In 2013, Columbia sued Norton and accused the company of infringing 167 claims over six patents. Although the May award went Columbia’s way, it has since asked for additional attorneys’ fees.
The security company has countered this [PDF] by saying that the “purpose of an award of attorneys’ fees under the Patent Act is to compensate a prevailing party that was forced to litigate a case that was ‘exceptional,’ either because the party’s case was remarkably weak or baseless, or because the other party engaged in vexatious litigation misconduct.
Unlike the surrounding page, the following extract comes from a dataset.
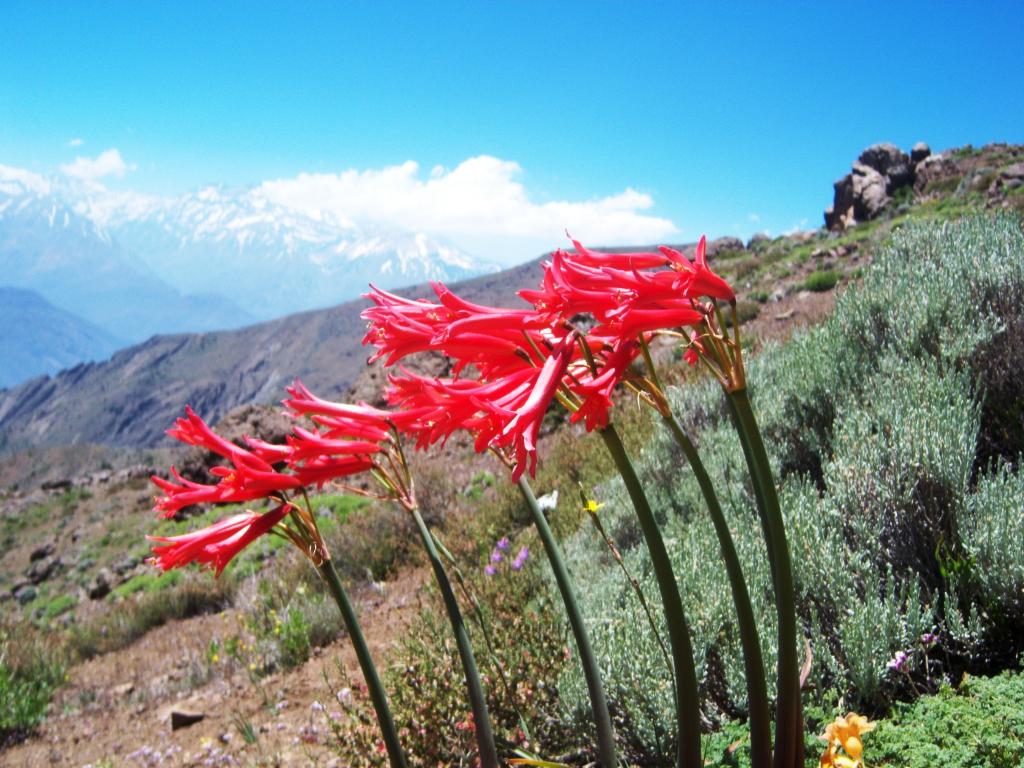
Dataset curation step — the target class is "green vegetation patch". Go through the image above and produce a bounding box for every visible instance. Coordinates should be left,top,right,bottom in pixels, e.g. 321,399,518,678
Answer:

Neither applies here.”
It went on to explain that “Norton defeated 90 percent of those claims, leaving Columbia with only 18 claims in two patents.”
The two patents at issue are 8,601,322 and 8,074,115, which are related to the detection of malware. The New York university filed its patent application for the latter on October 25, 2006, and the former on November 21, 2011. Both applications were granted in 2011 and 2013 respectively.
Norton’s take was that it launched the SONAR/BASH feature in 2009, before the patents were granted. “Norton could not have copied Columbia’s asserted patents,” it said, “because it launched SONAR/BASH in 2009 before either patent existed.”
At trial, Columbia presented four claims of two patents and pretty much won the day; the jury rejected its concealment claim but concluded that Norton had willfully infringed.